U50,488 induced KOR translocation into cells in the VTA. KtdT/KtdT mice were injected subcutaneously with the agonist U50,488 at 5 mg/kg or vehicle (n = 4 each); 30 min later, mice were anesthetized and perfused and coronal sections containing the VTA were processed for IHC for KtdT (red) and ribosomal protein S6 used to define cytosol space (green). A, Macro view of the region containing VTA and PAG. The image was acquired with a 10× objective on confocal microscope. The dotted circles define the area where KtdT neurons were selected for analysis. B, Vehicle group: KtdT in VTA neurons (marked by arrows) are clearly observed as red sharp outlines (most likely in cell membranes).

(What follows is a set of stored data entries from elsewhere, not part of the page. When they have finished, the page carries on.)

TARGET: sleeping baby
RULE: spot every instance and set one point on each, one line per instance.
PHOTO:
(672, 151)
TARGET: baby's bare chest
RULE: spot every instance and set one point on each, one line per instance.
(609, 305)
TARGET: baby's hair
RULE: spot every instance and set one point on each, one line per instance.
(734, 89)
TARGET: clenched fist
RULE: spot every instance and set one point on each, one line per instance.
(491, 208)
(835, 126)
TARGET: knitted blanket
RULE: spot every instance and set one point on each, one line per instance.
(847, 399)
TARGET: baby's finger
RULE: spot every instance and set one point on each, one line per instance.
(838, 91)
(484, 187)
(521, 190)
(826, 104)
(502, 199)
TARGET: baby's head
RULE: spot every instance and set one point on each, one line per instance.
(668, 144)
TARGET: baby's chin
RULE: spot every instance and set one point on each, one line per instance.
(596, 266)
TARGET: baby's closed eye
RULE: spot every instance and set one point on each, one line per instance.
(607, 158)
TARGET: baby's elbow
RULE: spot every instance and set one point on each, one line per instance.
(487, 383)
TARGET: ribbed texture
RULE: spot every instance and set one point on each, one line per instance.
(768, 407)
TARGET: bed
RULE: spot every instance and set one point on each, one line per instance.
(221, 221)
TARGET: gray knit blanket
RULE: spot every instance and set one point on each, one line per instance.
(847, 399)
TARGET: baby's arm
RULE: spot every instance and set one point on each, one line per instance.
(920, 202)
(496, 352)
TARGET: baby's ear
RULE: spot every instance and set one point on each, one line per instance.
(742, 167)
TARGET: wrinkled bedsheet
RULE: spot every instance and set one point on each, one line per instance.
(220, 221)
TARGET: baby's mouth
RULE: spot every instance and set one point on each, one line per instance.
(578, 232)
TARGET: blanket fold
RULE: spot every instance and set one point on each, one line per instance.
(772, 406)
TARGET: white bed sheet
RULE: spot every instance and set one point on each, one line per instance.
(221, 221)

The image is a single focal plane of a Z-stack acquired with a 60× objective on confocal microscope. C, U50,488 group: the image was obtained similarly as in B. Note that U50,488-induced KtdT translocation in KtdT neurons are evidenced by simultaneously exhibiting broken and dotted KtdT surface outlines and punctate staining in cytosol space as contrasted by S6 staining. D, KtdT translocation was quantified with the method described in Extended Data Figure 8-1 and shown as graph. Each value represents mean ± SEM (n = 4). Data were analyzed with Student’s t test; ****p < 0.0001.